Boito se basa en las ideas románticas y moralistas de Ruskin pero sin admitir su visión fatalista del fin del monumento, concibiendo éste como obra arquitectónica e histórica a la vez. No comparte en su totalidad el proceso vividero que la obra arquitectónica atraviesa a lo largo de la historia como si de un ser humano se tratase. Piensa que no hay que dejar morir sino que hay que intervenir aunque sin volver a estados iniciales ya que eso sería ir contra algo que Boito considera intocable.

 

 

Propone, entre otros, la coexistencia de los diferentes estilos que se hallen en el monumento, sin buscar nunca la unidad de estilo, así como diferenciar claramente lo antiguo y el añadido moderno, eliminando los falsos históricos, dejando constancia documental y dando publicidad a lo restaurado o añadido. A la antigua idea de reconstrucción se antepone la de conservación. De esta manera se evita la muerte absoluta de la construcción, haciendo las intervenciones mínimas y siempre con la diferenciación clara de lo nuevo y lo antiguo. Muchos críticos consideran las tesis de Boito muy en contra de las de Ruskin aunque existan unas influencias iniciales, pero sostienen que el propio Ruskin no “soportaría” esas intervenciones que en ocasiones califican de “forzadas”.

 

 Hasta nuestros días

 

Posteriormente, las cartas internaciones, Carta de Atenas (1931), Carta de Venecia (1964), Carta de Ámsterdam (1975), etc., han sido documentos suscritos por expertos de todo el mundo que han ido inspirando las legislaciones de todos los países, dando luz y guiando el camino de la intervención en los monumentos, en un campo científico que, hasta entonces, nunca había sido tratado.

 

Aún con todo, no existe una plena unanimidad en todos los criterios sobre la intervención en los monumentos, lo cual ha dado ocasión a propuestas de teorías distintas para similares casos.

 

Así, la primera mitad larga de este siglo XX ha venido presidida por dos corrientes más o menos contrapuestas que se han denominado conservadores y restauradores.
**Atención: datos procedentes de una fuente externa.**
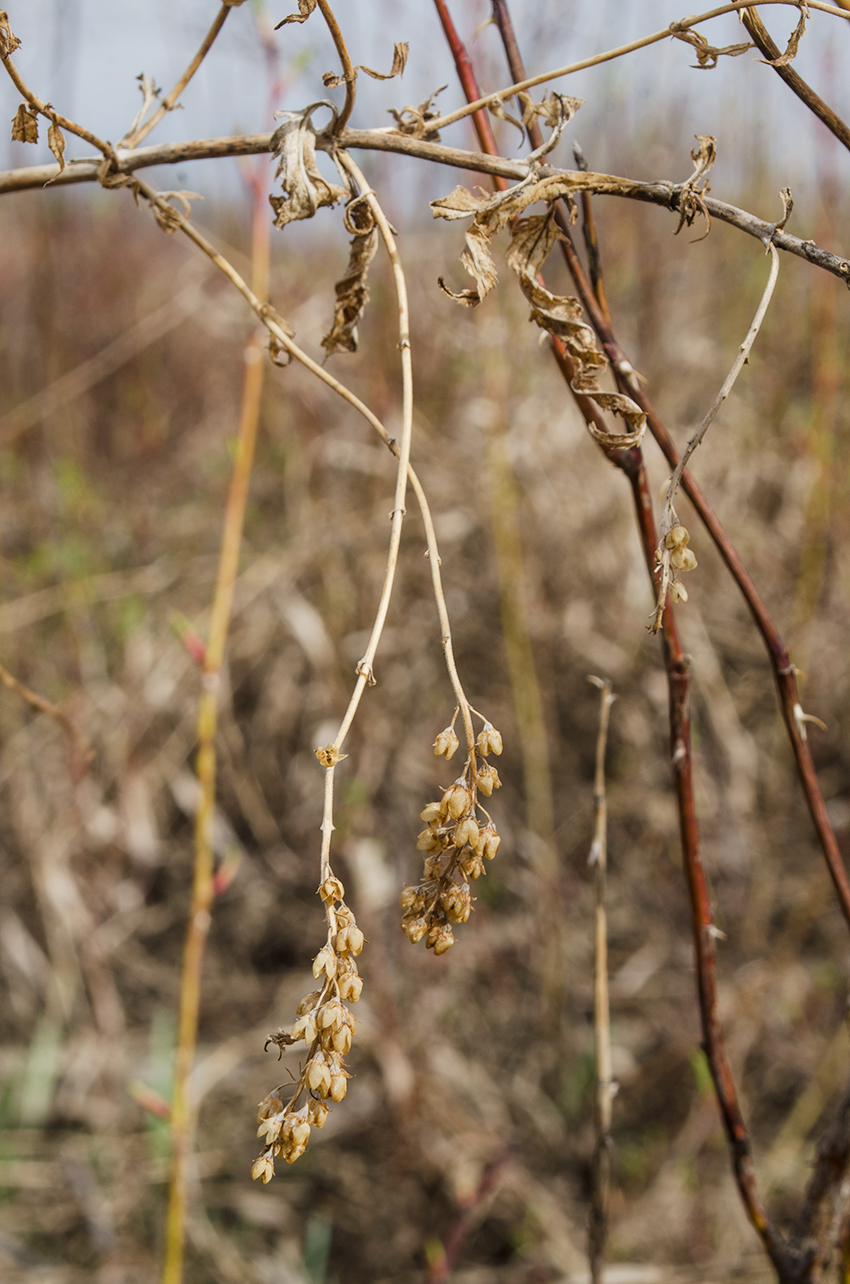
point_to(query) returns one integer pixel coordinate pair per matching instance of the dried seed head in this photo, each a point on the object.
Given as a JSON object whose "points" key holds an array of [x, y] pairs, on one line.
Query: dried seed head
{"points": [[325, 962], [433, 868], [351, 986], [263, 1169], [331, 890], [489, 741], [444, 940], [488, 780], [456, 800], [349, 940], [677, 537], [308, 1003], [683, 559], [466, 831], [446, 744], [414, 928]]}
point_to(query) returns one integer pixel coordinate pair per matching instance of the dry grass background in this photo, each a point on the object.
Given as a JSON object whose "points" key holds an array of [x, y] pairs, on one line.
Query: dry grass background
{"points": [[480, 1061]]}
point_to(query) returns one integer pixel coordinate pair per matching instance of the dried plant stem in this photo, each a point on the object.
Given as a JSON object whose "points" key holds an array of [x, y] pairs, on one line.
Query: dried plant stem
{"points": [[182, 1112], [792, 78], [685, 25], [605, 1088], [168, 103], [348, 67], [46, 706], [48, 111], [668, 515]]}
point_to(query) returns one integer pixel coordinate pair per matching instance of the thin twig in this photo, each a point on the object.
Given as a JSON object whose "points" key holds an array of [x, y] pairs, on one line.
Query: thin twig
{"points": [[170, 102], [792, 78], [45, 706], [501, 95], [668, 515], [349, 73], [605, 1088], [660, 193]]}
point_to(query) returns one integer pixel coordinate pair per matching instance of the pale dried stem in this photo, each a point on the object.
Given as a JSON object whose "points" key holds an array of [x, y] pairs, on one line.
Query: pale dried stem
{"points": [[668, 515], [605, 1088], [348, 67], [659, 193], [170, 103], [45, 706], [685, 25]]}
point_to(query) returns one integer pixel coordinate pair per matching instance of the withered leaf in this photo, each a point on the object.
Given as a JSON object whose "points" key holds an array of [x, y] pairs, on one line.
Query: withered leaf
{"points": [[706, 54], [794, 40], [352, 294], [304, 189], [412, 120], [399, 60], [57, 144], [25, 125], [8, 39], [304, 9]]}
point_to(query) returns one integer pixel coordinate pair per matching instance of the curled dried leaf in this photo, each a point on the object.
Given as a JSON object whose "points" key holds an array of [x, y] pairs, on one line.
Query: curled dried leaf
{"points": [[794, 41], [8, 39], [304, 188], [25, 125], [706, 54], [412, 120], [304, 9], [352, 294]]}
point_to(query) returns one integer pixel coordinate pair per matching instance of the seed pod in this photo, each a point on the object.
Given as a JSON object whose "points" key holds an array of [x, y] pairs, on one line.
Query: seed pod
{"points": [[325, 962], [308, 1003], [351, 988], [338, 1088], [466, 831], [414, 928], [432, 868], [456, 800], [444, 940], [263, 1169], [446, 744], [331, 890], [489, 741], [683, 559], [677, 537], [317, 1112]]}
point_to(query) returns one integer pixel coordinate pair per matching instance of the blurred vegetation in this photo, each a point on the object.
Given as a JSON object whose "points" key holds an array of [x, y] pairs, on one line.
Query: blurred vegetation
{"points": [[109, 529]]}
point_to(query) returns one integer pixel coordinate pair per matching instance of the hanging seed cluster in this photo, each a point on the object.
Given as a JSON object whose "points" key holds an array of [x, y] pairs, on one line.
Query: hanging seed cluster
{"points": [[681, 559], [456, 844], [326, 1026]]}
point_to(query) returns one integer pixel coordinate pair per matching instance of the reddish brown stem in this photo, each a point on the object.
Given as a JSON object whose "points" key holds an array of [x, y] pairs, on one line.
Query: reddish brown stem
{"points": [[783, 670]]}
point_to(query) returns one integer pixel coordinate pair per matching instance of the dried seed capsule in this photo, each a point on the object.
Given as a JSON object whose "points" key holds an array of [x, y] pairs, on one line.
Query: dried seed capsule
{"points": [[414, 928], [446, 742], [351, 988], [263, 1169], [331, 890], [456, 800], [466, 831], [489, 741], [317, 1112], [325, 962], [683, 559], [677, 537], [444, 940]]}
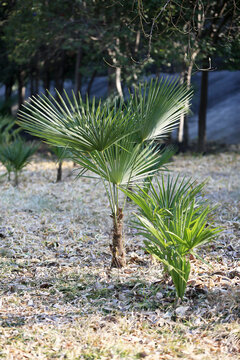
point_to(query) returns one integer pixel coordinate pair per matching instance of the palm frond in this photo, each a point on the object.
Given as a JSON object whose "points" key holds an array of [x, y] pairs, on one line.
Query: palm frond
{"points": [[158, 106], [85, 127]]}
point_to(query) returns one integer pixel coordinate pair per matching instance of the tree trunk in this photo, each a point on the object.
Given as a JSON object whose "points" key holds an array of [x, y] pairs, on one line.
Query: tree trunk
{"points": [[203, 113], [118, 82], [31, 84], [36, 82], [91, 82], [59, 81], [78, 75], [8, 94], [59, 171], [16, 179], [182, 121], [117, 247], [21, 88], [114, 73], [46, 82], [111, 83]]}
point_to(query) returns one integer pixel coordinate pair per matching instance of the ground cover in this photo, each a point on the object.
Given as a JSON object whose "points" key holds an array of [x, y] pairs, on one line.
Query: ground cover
{"points": [[60, 300]]}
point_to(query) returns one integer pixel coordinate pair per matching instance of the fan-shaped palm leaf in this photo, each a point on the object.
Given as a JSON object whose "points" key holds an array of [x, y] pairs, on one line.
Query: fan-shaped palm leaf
{"points": [[158, 106]]}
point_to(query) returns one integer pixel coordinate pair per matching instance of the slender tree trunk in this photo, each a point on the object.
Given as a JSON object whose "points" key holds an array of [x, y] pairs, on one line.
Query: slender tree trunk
{"points": [[117, 247], [36, 82], [21, 88], [59, 81], [16, 179], [31, 84], [183, 135], [203, 112], [46, 81], [182, 118], [59, 171], [115, 71], [118, 81], [78, 75], [91, 82], [8, 94], [111, 83]]}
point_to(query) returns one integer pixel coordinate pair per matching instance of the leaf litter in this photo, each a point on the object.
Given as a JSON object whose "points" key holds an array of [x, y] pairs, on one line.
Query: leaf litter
{"points": [[59, 299]]}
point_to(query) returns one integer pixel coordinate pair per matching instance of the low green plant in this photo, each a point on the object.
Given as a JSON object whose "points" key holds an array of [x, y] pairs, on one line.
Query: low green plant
{"points": [[174, 219], [16, 155]]}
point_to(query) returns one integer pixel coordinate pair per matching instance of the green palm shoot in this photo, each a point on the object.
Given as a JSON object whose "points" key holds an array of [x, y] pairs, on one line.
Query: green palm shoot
{"points": [[112, 140], [175, 220], [16, 155]]}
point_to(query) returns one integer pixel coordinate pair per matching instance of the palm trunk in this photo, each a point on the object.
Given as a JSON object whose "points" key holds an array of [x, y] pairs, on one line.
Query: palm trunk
{"points": [[117, 247]]}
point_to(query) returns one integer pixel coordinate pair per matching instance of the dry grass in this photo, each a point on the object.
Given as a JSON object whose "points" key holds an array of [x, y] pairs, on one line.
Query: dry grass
{"points": [[59, 300]]}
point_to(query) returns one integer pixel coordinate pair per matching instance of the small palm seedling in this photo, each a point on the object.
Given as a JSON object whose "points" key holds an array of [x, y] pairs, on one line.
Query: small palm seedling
{"points": [[60, 153], [174, 220], [16, 155], [113, 141]]}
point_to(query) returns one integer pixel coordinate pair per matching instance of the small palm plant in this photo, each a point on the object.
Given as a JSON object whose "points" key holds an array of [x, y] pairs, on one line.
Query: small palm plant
{"points": [[174, 219], [16, 155], [60, 153], [114, 141]]}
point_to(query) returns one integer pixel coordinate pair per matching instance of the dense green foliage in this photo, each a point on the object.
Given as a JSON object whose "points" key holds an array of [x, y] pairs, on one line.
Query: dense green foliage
{"points": [[114, 141]]}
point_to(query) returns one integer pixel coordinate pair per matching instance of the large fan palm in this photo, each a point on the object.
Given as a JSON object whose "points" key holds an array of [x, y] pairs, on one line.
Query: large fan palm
{"points": [[113, 141]]}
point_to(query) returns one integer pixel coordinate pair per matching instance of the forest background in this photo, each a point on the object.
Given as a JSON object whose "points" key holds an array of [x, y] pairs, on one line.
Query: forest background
{"points": [[47, 45]]}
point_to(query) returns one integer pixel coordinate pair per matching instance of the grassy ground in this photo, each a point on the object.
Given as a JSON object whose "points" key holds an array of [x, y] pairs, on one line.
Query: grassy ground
{"points": [[59, 299]]}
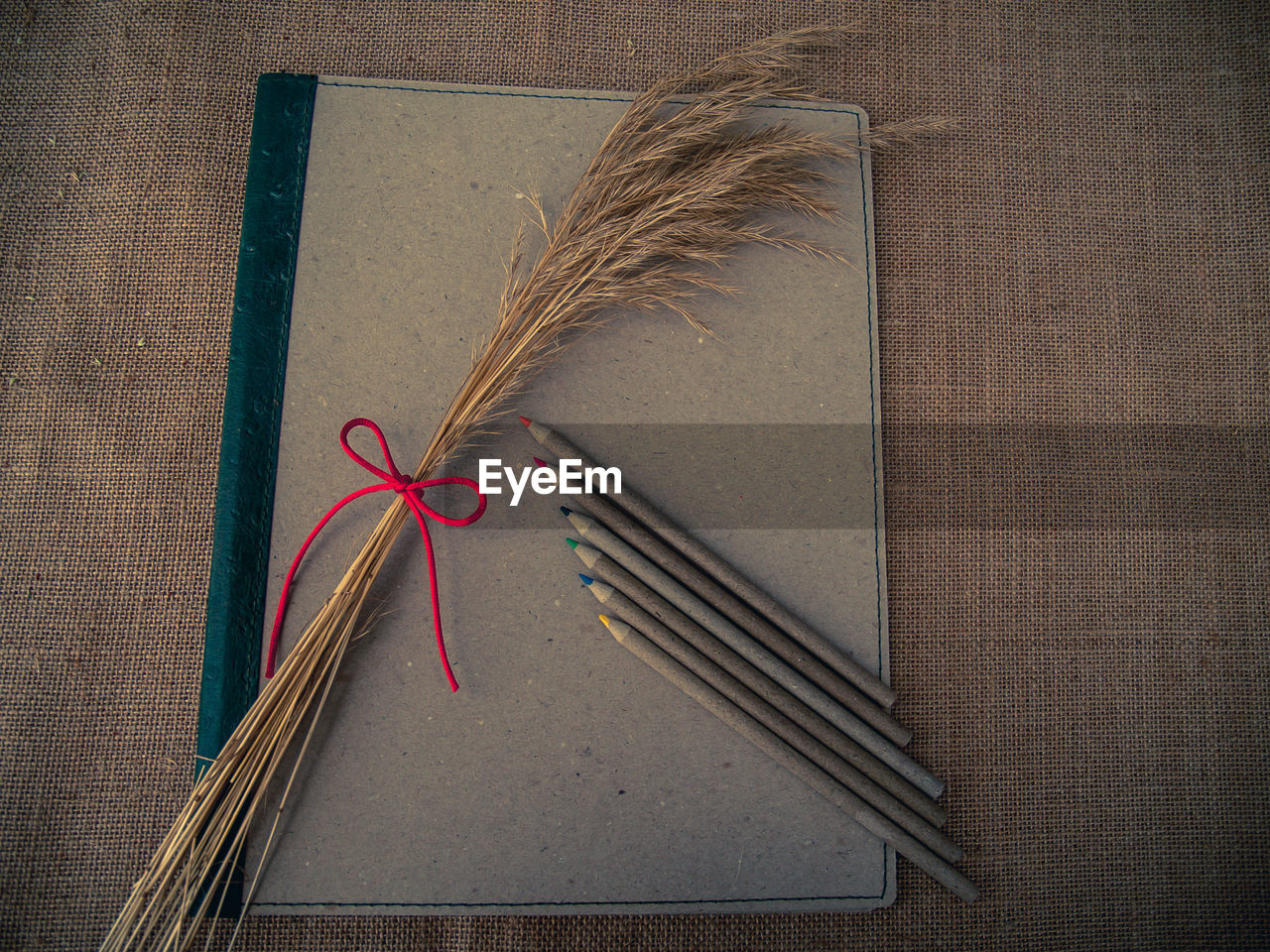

Los primeros en la línea de Boito y sus seguidores, proponiendo el respeto al mensaje histórico, interviniendo en el monumento solamente para su consolidación y reparación pero no para rehacerlo; y los segundos en la línea estilística de Viollet-le-Duc, es decir, terminar la obra inacabada, eliminar aportaciones de estilos anteriores, etc.

 

La inquietud por esta disciplina ha traído importantes aportaciones durante los últimos años, con relación a teorías más evolucionadas y más acordes con el pensamiento moderno.

 

En definitiva la visión romántica de la ruina tiene un largo recorrido, paralelo a la visión romanticista del arte, literatura etc… y que continuainfliyendo en nuestros días a la hora de la intervención en el patrimonio y a la hora de plantear debates entorno a la conservación del mismo.